What it's not being used as is a revenue tool.

That's a missed opportunity — and it's more common than you'd think.

When your virtual care setup is actually dialed in, a few things happen:

You stop losing patients to friction. A clunky intake process, a platform that confuses patients, a link that doesn't work on mobile — every one of those is a patient who reschedules, no-shows, or quietly finds someone else.
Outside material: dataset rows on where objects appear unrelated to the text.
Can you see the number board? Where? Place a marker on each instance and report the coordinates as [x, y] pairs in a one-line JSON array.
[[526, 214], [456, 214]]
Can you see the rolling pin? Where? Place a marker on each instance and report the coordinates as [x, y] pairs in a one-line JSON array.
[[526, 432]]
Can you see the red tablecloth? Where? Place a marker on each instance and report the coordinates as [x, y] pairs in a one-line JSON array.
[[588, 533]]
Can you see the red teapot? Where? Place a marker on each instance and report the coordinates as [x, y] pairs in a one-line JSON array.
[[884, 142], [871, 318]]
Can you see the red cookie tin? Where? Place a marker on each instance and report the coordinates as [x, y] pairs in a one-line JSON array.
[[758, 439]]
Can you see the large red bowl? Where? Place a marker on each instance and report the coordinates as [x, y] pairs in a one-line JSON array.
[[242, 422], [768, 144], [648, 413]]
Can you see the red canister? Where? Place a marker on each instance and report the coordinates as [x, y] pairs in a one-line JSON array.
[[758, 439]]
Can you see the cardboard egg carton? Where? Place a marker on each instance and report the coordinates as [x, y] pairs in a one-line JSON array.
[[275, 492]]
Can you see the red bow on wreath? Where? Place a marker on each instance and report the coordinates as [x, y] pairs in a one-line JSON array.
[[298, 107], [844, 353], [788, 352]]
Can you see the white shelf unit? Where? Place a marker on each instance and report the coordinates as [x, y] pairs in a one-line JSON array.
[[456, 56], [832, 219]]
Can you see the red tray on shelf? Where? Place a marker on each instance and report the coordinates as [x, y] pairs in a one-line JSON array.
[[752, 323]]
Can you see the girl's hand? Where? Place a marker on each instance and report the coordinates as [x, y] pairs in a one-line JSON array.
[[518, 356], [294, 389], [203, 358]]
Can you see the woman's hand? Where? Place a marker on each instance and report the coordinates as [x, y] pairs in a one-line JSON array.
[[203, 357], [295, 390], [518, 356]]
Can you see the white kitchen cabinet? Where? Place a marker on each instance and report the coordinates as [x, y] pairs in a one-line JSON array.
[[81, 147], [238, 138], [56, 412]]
A smooth Telehealth experience keeps patients in your ecosystem.

You can see more patients without more overhead. No room constraints. No commute time eating into appointments. Practitioners who optimize their virtual schedules routinely add 4–6 billable hours per week without adding a single square foot of office space.

You become the easy choice. Patients in 2026 expect virtual options. Practices that make it seamless get the referral, the Google review, and the returning patient. Ones that make it a hassle don't.

The difference between Telehealth as a convenience and Telehealth as a revenue driver usually comes down to three things: the right platform, a clean workflow, and knowing how to position it to patients.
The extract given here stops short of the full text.